Q-Cells AG, based in Thalheim, has taken a different tack. "We thought it was better to concentrate on one step," says Stefan Lissner, head of investor relations. Three of the company's four founders came from Solon AG, a solar-module company based in Berlin. Unhappy with the quality of the cells they were able to purchase, they decided to make their own and founded Q-Cells in 1999. Located in the economically depressed former East Germany, Q-Cells has 869 employees and four factories, and currently plans a fifth. It will need one, with revenues projected to increase 75%, to $660 million, for 2006.
Q-Cells is a model for the job creation the German government hoped for when it passed solar legislation. Although highly educated and technically skilled, the country is struggling with a 10% unemployment rate. Building an advantage on the next big technology, goes the thinking, could drive economic growth. "We feel there's a chance for Germany to be innovative, to create an industry and possibly be the leader," says Cornelia Viertl, a senior adviser at the German Federal Environment Ministry. Public awareness of environmental issues and a desire to be less dependent on Russian natural gas have created a favorable climate for renewable energies. According to law, 12.5% of the nation's electricity must come from renewables by 2010, up from the current 10%; 20% must be renewable by 2020.

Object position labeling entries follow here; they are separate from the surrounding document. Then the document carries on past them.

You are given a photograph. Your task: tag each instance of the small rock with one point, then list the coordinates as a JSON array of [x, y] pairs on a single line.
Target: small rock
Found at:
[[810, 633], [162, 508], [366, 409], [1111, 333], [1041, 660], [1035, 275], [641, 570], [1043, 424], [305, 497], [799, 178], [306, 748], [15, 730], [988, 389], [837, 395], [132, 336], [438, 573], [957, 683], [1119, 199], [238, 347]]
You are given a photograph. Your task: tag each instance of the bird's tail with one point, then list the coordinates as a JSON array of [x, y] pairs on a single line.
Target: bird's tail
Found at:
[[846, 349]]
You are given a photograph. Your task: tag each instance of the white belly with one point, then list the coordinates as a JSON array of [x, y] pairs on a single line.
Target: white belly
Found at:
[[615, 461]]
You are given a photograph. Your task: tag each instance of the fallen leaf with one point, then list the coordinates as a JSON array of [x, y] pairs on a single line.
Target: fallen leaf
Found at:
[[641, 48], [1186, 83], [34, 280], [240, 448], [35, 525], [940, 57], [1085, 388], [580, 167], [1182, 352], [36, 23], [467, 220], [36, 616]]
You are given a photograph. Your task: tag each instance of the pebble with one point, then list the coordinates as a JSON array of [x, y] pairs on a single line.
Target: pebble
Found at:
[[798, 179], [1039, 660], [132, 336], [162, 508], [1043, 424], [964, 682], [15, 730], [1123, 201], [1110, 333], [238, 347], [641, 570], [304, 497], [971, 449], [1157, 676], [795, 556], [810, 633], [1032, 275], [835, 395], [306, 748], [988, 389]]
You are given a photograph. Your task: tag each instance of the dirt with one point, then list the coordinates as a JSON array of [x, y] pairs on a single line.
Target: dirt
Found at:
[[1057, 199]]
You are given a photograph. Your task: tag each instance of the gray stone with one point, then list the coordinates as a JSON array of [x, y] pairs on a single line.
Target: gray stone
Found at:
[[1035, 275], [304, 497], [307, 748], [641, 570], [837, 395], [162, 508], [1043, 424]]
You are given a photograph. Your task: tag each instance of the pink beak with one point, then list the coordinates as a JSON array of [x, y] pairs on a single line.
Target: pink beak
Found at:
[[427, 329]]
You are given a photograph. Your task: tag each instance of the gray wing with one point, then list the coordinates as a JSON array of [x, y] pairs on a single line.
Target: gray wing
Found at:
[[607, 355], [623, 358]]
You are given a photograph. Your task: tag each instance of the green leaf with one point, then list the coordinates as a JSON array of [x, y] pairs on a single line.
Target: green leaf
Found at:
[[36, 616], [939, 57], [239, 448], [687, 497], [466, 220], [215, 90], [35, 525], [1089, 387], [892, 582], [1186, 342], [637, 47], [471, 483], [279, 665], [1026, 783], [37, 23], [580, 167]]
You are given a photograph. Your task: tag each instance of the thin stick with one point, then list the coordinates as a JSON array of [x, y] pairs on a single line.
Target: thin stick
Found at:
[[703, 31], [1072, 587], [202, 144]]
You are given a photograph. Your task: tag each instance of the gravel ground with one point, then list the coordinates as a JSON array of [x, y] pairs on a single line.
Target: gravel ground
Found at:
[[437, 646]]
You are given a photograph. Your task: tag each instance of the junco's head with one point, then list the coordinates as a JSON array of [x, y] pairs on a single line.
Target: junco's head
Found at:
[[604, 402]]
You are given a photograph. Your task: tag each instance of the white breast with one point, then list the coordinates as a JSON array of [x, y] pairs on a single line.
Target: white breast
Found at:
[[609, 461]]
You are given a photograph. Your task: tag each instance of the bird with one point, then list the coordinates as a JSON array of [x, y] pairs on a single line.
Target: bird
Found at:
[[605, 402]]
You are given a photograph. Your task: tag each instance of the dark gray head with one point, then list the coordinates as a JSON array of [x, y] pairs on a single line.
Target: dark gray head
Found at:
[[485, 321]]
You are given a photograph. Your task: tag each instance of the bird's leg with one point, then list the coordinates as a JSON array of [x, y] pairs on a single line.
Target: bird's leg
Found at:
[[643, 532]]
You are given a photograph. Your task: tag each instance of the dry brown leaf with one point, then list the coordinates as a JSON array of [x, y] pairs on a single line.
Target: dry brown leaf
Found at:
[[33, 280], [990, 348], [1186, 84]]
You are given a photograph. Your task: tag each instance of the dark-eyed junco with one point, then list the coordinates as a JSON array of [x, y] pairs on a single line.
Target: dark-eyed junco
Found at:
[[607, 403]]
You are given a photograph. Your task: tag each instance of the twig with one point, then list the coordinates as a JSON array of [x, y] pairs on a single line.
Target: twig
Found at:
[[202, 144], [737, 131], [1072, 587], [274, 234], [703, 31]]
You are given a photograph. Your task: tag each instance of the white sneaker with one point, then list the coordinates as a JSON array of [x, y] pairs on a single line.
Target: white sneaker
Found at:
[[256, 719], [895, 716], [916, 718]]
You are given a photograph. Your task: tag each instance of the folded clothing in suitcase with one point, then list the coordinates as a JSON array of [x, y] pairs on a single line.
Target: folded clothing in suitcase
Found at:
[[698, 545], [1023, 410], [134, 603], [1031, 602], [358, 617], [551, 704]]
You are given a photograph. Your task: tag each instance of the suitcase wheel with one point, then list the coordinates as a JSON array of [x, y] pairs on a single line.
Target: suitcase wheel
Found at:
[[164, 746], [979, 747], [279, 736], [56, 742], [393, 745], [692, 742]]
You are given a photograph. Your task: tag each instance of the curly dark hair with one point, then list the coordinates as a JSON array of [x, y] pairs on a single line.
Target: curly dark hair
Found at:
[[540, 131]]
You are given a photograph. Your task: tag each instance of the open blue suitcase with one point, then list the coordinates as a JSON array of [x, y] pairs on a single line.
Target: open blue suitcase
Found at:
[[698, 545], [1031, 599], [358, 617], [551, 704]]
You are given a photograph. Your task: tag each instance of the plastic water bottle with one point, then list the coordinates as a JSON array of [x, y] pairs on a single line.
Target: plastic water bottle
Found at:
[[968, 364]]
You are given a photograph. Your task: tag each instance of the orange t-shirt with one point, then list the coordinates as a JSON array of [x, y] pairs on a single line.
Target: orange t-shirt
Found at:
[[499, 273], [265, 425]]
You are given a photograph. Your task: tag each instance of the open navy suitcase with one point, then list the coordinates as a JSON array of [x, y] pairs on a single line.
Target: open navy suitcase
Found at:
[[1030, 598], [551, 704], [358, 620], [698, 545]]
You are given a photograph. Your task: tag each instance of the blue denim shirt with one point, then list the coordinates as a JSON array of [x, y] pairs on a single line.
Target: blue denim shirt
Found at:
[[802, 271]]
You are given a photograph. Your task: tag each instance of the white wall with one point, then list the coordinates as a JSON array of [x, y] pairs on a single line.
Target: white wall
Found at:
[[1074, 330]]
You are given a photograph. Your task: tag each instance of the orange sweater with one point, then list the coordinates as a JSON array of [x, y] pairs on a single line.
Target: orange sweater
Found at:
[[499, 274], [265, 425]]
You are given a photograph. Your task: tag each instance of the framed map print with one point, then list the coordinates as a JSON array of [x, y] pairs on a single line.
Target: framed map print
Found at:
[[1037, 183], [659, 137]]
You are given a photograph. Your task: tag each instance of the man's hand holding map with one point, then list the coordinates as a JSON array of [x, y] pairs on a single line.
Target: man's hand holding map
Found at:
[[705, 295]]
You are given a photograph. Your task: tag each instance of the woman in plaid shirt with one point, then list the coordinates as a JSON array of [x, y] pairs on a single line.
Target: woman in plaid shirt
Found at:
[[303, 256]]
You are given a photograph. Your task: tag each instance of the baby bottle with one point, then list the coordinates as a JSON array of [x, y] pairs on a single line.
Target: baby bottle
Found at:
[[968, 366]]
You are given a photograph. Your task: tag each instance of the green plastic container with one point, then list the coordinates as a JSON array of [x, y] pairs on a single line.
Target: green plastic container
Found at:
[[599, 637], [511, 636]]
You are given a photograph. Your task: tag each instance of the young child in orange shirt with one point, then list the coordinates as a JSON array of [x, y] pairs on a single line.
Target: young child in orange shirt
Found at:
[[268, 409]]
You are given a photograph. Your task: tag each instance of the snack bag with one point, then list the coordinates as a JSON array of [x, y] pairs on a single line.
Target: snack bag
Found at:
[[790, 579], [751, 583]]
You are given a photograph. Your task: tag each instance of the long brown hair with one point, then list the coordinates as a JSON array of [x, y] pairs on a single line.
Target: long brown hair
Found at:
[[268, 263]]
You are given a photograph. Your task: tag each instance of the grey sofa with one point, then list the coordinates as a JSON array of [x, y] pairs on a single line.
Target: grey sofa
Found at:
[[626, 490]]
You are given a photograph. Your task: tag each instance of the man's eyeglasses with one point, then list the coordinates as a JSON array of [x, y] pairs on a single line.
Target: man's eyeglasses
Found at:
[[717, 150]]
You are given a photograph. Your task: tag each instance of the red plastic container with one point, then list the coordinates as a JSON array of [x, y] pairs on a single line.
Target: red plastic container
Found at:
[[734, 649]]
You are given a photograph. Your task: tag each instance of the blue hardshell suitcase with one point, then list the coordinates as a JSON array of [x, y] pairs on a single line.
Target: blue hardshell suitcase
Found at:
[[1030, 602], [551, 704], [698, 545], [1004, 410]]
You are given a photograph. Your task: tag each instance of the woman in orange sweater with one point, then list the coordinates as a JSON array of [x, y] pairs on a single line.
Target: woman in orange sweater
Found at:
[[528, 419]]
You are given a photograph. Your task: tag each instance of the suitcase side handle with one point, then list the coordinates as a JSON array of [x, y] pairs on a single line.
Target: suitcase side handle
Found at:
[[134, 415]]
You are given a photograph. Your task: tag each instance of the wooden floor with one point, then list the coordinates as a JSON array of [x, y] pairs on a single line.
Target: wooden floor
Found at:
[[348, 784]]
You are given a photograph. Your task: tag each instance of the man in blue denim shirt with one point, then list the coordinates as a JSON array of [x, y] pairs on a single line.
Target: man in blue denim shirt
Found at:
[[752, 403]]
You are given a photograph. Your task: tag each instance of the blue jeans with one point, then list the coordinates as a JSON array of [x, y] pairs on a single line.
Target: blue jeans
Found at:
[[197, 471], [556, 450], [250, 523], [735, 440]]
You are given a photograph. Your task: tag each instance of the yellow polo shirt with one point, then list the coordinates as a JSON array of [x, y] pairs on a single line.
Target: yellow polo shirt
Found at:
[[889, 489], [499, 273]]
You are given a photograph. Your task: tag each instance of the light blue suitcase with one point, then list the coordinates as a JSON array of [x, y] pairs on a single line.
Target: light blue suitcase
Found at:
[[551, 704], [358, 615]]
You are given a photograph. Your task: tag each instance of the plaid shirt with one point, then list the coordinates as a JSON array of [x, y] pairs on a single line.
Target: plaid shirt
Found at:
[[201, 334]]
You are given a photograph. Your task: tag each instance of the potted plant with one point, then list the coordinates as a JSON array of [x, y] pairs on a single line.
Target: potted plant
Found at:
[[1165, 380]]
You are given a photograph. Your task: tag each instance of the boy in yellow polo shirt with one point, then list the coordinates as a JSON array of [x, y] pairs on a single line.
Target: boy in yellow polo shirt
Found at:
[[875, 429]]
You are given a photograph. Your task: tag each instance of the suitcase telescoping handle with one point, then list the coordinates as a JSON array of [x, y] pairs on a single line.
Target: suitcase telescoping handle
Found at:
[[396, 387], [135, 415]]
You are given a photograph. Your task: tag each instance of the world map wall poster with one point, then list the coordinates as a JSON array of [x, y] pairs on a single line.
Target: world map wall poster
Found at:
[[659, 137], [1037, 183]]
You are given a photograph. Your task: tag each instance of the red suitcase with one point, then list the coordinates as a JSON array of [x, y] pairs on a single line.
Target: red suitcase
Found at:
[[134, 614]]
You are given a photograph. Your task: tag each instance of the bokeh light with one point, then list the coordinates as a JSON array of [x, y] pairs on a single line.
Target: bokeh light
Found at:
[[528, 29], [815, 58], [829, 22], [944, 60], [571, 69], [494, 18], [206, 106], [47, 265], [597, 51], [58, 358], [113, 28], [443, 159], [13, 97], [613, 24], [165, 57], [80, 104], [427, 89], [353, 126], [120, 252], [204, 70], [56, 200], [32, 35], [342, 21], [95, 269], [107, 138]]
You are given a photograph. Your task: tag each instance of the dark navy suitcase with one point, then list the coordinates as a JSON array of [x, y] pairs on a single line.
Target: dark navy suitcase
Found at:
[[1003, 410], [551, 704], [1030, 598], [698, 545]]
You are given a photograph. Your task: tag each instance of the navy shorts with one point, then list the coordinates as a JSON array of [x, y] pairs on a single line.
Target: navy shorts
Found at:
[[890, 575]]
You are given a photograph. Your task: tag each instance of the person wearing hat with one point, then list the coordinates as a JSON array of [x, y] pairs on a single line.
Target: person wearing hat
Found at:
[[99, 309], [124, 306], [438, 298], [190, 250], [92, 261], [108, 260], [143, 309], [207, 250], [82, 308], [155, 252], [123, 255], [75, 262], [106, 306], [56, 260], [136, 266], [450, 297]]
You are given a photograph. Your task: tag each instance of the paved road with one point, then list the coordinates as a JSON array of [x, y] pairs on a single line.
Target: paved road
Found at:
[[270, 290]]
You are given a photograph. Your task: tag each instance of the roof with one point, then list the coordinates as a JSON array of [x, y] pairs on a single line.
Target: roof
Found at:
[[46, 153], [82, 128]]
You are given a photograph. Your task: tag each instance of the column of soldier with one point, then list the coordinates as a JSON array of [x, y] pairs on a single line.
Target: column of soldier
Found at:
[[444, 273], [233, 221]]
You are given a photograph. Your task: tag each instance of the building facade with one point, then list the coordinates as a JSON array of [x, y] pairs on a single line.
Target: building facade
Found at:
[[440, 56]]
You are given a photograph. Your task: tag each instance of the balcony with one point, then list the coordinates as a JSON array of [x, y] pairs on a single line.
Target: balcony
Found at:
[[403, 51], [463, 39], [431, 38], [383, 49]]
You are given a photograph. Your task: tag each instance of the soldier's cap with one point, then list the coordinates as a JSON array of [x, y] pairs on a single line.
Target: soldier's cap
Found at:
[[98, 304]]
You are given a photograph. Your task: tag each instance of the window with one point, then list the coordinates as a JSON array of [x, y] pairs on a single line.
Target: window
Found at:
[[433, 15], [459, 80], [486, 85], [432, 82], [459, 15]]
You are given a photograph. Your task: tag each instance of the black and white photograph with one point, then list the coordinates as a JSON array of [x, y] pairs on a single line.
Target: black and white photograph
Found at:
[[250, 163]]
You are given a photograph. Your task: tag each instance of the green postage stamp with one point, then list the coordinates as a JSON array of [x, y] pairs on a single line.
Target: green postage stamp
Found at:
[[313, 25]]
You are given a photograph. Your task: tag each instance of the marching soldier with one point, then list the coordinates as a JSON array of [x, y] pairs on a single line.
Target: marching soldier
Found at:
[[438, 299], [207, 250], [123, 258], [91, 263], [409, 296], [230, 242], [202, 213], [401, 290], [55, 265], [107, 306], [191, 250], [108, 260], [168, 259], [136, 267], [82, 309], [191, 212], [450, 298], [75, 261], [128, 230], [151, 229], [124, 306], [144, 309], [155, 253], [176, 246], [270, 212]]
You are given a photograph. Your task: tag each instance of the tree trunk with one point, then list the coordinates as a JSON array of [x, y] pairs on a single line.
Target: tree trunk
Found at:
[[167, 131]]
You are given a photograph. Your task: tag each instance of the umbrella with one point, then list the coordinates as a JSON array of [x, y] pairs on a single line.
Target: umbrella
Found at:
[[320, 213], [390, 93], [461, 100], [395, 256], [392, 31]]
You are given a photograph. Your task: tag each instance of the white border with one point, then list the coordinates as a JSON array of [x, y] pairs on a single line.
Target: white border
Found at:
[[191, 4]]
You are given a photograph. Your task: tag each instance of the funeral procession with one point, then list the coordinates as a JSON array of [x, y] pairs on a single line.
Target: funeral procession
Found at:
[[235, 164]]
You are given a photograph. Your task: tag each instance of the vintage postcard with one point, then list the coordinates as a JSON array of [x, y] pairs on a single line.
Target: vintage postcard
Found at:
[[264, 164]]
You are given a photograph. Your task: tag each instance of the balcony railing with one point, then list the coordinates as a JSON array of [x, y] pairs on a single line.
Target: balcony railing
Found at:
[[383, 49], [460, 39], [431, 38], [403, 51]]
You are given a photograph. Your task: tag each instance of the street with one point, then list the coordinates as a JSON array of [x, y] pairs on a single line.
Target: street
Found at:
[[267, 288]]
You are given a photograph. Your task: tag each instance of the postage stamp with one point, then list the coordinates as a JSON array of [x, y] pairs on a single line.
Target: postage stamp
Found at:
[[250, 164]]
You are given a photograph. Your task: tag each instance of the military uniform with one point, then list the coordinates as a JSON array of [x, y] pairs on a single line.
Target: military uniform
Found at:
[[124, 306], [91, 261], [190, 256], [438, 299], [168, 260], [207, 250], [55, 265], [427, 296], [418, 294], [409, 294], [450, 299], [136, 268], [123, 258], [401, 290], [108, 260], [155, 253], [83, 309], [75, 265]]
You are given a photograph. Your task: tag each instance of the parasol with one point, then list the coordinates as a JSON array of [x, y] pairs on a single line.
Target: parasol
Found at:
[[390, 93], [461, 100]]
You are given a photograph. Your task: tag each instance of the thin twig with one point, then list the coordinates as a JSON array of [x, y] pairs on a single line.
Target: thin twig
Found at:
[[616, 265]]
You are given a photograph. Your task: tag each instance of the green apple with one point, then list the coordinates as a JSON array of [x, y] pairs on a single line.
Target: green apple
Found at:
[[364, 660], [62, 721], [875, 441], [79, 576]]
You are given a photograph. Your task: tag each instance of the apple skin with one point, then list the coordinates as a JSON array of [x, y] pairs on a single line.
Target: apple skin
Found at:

But at what cost? Claudia Kemfert, an energy expert at the German Institute for Economic Research, warns that Germany's solar industry will falter if current policy changes: "The major point of criticism says that [solar] is too far from being competitive. It's a political question of whether the country wants to keep subsidizing it." Utility companies must now pay 8.36 euro cents per kW-h to windmill owners; for solar, the price is far higher, at 51 euro cents. The utilities charge about 20 euro cents per kW-h, with consumers paying an extra 0.5 euro-cent charge per kW-h to fund green energy.
If fossil-fuel costs rise, though, the U.S. could become more competitive. "As an industry we are probably five years behind Germany," says Rhone Resch, president of Washington-based SEIA, who compares solar with the software and computer industries in their early stages. "But the U.S. market is starting to wake up." SEIA projects the U.S. will be the world's biggest market, with $25 billion in revenues, within five years.
SolarWorld AG, headquartered in Bonn, could be one of the beneficiaries. Founded in 1999, the company began as a distributor of solar modules, then added module production. Today it also produces cells, markets "plug and play" solar systems and develops and installs solar parks. "I didn't want to be squeezed between producers and the market," says CEO Frank Asbeck. "As a dealer, you are dependent on your suppliers, and when the market gets good, they kick you out."
In July the company acquired Shell Solar's crystalline-silicon solar business, which makes solar-grade silicon, wafers, cells and modules in California, Washington and Germany. This year revenues should increase 43%, to $630 million, making it the second largest integrated solar company in the world, after Sharp. For Asbeck, there's no question about which direction a solar company should go in: "You have to be fully integrated, or you don't have control."
In Hamburg, Conergy's CEO is convinced that the business will outgrow the need for government support. He thinks his company has a good shot in the U.S. market, where solar has received lukewarm federal support. "Americans," he says, "love to get German engineering." Even the subsidized kind.